A reporter from the Texas Tribune tweeted that people were being added to the Powers support Facebook groups without their knowledge. One alumna posted in the group and said that being in the group compromised her objectivity as a political journalist after being added to the group without consent.

And The Times of Texas posted an article that said people were “spam-add[ing]” members to the group. The article from The Times of Texas included multiple screen shots that showed rows of people who were “added by” other members.

Rajagopalan said the statement “added by” means a Facebook user requested to join and someone approved their request.

“Anywhere where it says ‘added,’ those were people who requested to join and somebody clicked approve,” Rajagopalan said. “We also set up the group where anybody can approve anybody. So that’s why you see ‘added by’ and then lots of different names.”

Rajagopalan said there were people who he knows requested to join the group and their entry to the group said “added by Keshav Rajagopalan.” Rajagopalan said during the first few days following the Texas Monthly blog post, he would approve each member and he said he believes more people requested to join than were invited.

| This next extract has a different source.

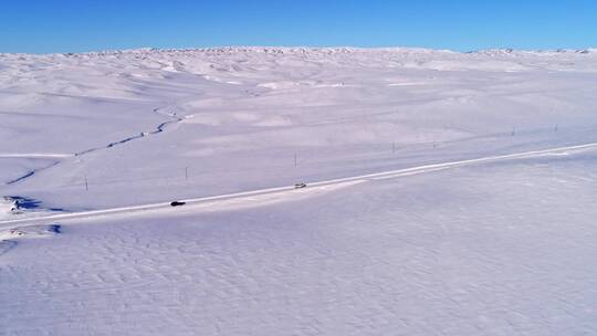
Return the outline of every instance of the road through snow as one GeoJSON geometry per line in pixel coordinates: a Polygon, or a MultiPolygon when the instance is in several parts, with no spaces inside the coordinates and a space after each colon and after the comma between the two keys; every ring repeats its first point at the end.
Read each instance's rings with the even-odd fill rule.
{"type": "MultiPolygon", "coordinates": [[[[425,165],[425,166],[410,167],[410,168],[404,168],[404,169],[397,169],[397,170],[388,170],[388,171],[353,176],[353,177],[346,177],[346,178],[339,178],[339,179],[322,180],[322,181],[308,182],[306,189],[298,189],[298,190],[295,190],[294,187],[292,186],[284,186],[284,187],[243,191],[243,192],[185,199],[182,201],[186,202],[187,206],[201,204],[206,202],[217,206],[213,202],[229,201],[229,200],[242,201],[243,199],[250,199],[251,201],[255,201],[254,197],[259,197],[259,196],[282,197],[284,195],[287,195],[287,192],[291,192],[291,191],[297,192],[297,193],[308,193],[312,191],[325,190],[326,187],[331,187],[331,186],[343,187],[345,185],[348,186],[348,185],[365,182],[369,180],[390,179],[390,178],[410,176],[410,175],[416,175],[416,174],[425,174],[425,172],[431,172],[431,171],[437,171],[437,170],[443,170],[443,169],[455,168],[455,167],[461,167],[461,166],[478,165],[478,164],[514,160],[514,159],[525,159],[525,158],[533,158],[533,157],[541,157],[541,156],[548,156],[548,155],[569,155],[570,153],[582,151],[582,150],[591,149],[591,148],[597,148],[597,143],[556,147],[556,148],[548,148],[548,149],[541,149],[541,150],[522,151],[522,153],[507,154],[507,155],[489,156],[489,157],[482,157],[482,158],[475,158],[475,159],[449,161],[449,162],[425,165]]],[[[3,228],[3,229],[10,228],[12,224],[17,224],[17,223],[22,224],[22,223],[40,222],[40,221],[55,221],[55,220],[65,220],[65,219],[105,217],[109,214],[122,214],[122,213],[133,213],[133,212],[147,211],[147,210],[167,209],[169,207],[170,207],[170,201],[167,201],[167,202],[158,202],[158,203],[142,204],[142,206],[81,211],[81,212],[73,212],[73,213],[65,213],[65,214],[63,213],[63,214],[54,214],[54,216],[45,216],[45,217],[21,218],[21,219],[0,221],[0,228],[3,228]]]]}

“The majority of people in the group now were people who requested to join,” Rajagopalan said.

While the Facebook group “I STAND WITH BILL POWERS” has inspired support for the President, it has also stirred up another group, said English senior James Lamey.

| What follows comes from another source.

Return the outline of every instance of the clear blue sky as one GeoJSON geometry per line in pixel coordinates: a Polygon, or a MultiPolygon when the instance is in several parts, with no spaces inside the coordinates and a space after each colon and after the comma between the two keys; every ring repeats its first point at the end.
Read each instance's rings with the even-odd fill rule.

At 1:25 a.m. on May 10, the day following Burka’s post, Lamey created the Facebook group “Bill Powers Can Stand For Himself” that currently has about 800 members.

Lamey said the group neither supports or opposes the President but is in opposition to increasing tuition, large or small.

“I won’t believe it is worth [increasing tuition] until you can show me the class room where every student shows up on time, every student is prepared for the course material and every student stays awake for the entire class,” Lamey said. “Until I can see that, I won’t believe that it’s worth spending more money to throw more education at students who clearly aren’t receiving.”

Lamey said he did not feel that a Facebook group, like his or “I STAND WITH BILL POWERS” can accomplish anything. He said social media was a matter of spreading information rather than causing change.

“Frankly, a lot of this Facebook activism is pretty hollow — it’s just a lot of feel-good, self-gratifying and generally ineffectual activity,” Lamey said. “The role of the Internet is really to inform than actually do something.”

But Rajagopalan, who wrote his Plan II thesis on the role of social media and politics, said social media was a powerful medium.

“It plays a huge role in mobilizing and informing people, especially younger generations who have tuned into different social media outlets interactively,” Rajagopalan said. “It’s a powerful tool to inform and communicate with people and bring different issues and topics to light.”